Botto et al. (1990) studied a 10-year-old boy who had recurrent attacks of otitis media during the first 3 years of life. Between 5 and 8 years of age, he had more than 20 episodes of rash which affected his face, forearms, and hands and resembled the target lesions of erythema multiforme. Attacks were normally preceded by an upper respiratory infection, and a group A beta-hemolytic Streptococcus was isolated from his throat during 2 episodes. The parents were consanguineous ('share a common great-grandparent'). C3 could not be detected by RIA of serum from the patient.

▼ Other Features
McLean and Hoefnagel (1980) observed an association between partial lipodystrophy and familial C3 deficiency. A 16-year-old girl with familial C3 deficiency developed partial lipodystrophy affecting the face, arms and upper torso. The pattern was reminiscent of that observed in patients with acquired partial lipodystrophy who do not have familial C3 deficiency (608709).

▼ Molecular Genetics
By segregation of C3S and C3F allotypes within a family in which a child had C3 deficiency, Botto et al. (1990) confirmed the presence of a null C3 allele (120700.0003), for which the patient was homozygous. Both parents were heterozygous for the null allele.

In an Afrikaner patient with C3 deficiency described by Alper et al. (1972), Botto et al. (1992) demonstrated homozygosity for a partial deletion of the C3 gene (120700.0004) as the molecular basis of the deficiency.

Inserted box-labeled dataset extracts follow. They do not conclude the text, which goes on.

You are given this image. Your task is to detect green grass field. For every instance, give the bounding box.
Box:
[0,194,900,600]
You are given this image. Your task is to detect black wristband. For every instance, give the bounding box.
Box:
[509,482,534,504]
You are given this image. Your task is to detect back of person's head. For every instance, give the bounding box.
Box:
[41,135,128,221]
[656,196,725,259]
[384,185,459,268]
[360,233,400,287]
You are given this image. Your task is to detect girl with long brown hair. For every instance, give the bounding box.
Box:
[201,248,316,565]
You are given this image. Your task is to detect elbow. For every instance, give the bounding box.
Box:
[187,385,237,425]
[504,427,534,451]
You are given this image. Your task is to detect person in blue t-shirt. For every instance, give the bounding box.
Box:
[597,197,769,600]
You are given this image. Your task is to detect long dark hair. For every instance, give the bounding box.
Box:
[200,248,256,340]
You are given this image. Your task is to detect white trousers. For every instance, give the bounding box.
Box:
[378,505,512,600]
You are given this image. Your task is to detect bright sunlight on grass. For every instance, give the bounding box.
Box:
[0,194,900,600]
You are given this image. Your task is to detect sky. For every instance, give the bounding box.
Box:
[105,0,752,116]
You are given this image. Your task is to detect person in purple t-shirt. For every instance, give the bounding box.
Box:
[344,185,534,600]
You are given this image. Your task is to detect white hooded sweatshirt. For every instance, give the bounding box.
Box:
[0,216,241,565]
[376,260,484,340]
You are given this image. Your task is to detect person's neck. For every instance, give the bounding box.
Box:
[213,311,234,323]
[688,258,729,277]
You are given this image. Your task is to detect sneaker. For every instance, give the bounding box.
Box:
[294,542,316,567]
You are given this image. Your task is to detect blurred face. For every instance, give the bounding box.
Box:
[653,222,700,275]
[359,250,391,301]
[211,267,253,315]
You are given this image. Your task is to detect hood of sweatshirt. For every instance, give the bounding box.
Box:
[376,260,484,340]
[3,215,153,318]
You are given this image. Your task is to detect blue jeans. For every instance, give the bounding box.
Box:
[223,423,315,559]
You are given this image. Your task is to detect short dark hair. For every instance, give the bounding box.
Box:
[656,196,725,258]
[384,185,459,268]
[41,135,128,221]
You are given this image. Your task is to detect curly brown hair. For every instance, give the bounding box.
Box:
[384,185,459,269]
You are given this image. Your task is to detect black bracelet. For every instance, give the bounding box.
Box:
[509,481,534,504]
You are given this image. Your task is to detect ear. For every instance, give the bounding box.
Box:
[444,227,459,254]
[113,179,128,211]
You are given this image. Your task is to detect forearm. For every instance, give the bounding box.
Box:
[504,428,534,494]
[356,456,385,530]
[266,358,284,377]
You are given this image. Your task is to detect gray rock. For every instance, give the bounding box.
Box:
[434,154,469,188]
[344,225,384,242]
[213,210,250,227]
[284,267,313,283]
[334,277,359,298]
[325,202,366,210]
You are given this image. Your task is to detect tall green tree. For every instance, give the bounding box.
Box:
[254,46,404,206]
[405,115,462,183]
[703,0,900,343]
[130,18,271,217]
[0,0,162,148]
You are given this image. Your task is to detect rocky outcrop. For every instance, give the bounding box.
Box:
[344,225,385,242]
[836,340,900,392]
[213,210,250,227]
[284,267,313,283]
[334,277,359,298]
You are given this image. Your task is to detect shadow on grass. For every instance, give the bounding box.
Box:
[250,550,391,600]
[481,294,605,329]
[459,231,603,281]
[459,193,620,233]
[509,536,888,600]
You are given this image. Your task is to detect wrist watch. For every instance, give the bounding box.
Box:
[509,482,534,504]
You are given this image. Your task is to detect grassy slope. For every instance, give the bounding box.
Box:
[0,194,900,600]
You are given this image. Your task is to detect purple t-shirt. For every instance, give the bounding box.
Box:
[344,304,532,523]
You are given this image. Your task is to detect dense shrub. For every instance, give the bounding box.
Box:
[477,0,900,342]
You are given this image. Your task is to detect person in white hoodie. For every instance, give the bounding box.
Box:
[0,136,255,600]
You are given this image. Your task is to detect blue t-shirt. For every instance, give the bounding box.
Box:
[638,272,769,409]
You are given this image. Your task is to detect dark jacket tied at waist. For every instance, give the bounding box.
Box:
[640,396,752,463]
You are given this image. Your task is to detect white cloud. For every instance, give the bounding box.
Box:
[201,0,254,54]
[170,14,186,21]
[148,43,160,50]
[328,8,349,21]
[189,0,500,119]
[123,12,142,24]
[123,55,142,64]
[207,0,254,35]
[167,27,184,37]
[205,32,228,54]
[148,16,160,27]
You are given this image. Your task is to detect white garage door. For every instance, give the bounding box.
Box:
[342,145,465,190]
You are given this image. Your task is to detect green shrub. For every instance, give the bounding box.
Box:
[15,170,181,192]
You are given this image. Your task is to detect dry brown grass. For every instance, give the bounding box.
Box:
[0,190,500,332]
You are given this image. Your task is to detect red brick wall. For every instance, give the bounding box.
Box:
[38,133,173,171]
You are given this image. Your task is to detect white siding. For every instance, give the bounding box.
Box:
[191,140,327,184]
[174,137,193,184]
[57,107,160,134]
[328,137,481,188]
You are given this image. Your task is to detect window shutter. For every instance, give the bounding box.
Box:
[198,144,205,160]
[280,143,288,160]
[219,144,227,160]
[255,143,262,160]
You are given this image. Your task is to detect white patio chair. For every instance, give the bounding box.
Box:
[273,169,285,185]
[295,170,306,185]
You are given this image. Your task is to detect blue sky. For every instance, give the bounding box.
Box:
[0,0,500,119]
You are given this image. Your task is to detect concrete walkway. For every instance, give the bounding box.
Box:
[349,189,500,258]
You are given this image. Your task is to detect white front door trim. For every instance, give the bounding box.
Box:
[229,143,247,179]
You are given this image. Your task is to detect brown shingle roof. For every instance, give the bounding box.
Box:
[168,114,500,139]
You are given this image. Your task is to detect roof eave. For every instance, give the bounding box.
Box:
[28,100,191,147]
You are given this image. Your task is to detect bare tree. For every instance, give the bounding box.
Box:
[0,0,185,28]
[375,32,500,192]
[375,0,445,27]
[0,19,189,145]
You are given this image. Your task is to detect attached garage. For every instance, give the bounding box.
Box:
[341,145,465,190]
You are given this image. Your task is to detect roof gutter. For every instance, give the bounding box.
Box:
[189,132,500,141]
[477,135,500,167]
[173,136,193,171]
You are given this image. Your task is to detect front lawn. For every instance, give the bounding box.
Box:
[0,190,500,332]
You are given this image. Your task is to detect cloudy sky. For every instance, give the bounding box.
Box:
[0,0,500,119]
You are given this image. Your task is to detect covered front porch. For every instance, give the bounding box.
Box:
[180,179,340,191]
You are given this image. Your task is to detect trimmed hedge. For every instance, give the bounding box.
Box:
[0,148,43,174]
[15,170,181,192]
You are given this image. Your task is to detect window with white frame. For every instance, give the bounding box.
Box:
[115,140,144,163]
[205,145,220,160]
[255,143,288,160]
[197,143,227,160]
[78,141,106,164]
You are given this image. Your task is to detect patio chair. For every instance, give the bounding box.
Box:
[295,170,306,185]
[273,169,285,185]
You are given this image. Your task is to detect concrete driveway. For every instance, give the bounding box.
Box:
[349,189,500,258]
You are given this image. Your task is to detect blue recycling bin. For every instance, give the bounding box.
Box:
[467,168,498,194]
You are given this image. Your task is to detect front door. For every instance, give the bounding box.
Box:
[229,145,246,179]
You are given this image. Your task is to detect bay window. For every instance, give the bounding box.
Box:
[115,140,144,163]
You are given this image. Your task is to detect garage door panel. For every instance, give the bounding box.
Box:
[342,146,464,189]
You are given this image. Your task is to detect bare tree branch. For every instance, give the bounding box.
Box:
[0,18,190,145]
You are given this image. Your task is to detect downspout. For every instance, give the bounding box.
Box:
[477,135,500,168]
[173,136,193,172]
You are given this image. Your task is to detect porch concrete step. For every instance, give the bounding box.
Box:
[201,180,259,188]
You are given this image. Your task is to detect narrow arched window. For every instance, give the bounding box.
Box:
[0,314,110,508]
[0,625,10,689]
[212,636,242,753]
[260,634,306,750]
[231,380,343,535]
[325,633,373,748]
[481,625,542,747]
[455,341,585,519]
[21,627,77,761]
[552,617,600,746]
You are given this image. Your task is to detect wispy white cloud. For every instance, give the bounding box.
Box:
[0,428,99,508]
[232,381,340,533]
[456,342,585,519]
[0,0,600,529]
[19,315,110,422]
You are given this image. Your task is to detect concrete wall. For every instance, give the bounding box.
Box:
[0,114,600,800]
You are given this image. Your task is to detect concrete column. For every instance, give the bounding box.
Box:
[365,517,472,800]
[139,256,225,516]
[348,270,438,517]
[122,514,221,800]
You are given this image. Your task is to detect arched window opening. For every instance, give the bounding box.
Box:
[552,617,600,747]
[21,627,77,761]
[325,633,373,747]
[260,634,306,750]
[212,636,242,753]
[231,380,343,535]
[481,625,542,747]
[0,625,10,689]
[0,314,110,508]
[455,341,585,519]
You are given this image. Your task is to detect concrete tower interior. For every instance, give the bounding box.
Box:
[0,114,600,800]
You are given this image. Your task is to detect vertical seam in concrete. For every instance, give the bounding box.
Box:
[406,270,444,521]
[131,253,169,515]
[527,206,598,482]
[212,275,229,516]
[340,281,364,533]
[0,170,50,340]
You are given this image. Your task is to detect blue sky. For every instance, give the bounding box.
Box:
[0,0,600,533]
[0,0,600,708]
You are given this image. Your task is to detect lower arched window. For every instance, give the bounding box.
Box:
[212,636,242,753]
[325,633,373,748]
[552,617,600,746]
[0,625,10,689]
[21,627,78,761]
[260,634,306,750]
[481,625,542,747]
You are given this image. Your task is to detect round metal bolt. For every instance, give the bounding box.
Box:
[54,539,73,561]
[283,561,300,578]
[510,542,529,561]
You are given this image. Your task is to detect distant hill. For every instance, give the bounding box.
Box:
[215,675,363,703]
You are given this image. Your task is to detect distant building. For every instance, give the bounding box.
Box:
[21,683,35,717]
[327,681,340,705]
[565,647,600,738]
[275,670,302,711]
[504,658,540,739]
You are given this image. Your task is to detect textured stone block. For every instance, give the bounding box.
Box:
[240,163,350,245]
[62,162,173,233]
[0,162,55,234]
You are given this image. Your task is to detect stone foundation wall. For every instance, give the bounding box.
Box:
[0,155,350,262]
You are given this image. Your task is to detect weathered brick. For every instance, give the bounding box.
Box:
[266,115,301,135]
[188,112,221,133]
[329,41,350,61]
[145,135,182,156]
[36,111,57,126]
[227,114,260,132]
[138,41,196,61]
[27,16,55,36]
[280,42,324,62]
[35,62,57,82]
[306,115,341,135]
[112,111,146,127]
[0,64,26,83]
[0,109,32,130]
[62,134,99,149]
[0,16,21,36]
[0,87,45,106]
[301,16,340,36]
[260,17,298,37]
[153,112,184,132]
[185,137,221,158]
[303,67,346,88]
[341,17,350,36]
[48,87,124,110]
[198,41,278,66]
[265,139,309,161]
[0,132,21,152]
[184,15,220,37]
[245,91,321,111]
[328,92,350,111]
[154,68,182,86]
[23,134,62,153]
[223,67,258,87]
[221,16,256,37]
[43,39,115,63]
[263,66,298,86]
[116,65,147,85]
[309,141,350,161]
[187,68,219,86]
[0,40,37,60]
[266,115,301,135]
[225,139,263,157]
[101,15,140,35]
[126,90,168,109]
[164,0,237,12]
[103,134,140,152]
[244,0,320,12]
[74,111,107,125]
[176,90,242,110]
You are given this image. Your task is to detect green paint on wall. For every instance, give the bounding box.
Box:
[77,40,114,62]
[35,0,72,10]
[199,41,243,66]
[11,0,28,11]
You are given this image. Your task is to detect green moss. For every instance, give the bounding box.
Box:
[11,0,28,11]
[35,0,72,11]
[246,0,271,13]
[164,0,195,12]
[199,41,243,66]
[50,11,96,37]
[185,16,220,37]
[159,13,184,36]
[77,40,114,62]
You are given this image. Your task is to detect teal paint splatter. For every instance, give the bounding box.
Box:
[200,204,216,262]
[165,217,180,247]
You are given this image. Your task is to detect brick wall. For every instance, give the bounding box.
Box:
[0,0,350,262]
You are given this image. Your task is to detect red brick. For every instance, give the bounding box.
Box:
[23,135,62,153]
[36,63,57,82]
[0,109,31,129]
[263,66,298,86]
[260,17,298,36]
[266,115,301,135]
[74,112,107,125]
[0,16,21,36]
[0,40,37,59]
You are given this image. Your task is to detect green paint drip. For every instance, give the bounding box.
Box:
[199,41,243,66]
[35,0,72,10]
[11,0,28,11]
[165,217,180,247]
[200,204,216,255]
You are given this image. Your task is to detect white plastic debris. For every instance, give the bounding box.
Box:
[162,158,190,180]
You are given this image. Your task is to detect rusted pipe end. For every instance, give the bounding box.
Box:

In a 22-year-old Japanese male patient with C3 deficiency and systemic lupus erythematosus, born of consanguineous parents, Tsukamoto et al. (2005) identified a homozygous splice site mutation in the C3 gene (120700.0009). Complement assay detected no C3 in serum and only a trace amount of C3 hemolytic activity. Both parents and 2 sibs were heterozygous for the mutation, and all had reduced levels of C3 hemolytic activity. The patient had suffered from photosensitivity, recurrent fever, and facial erythema from childhood.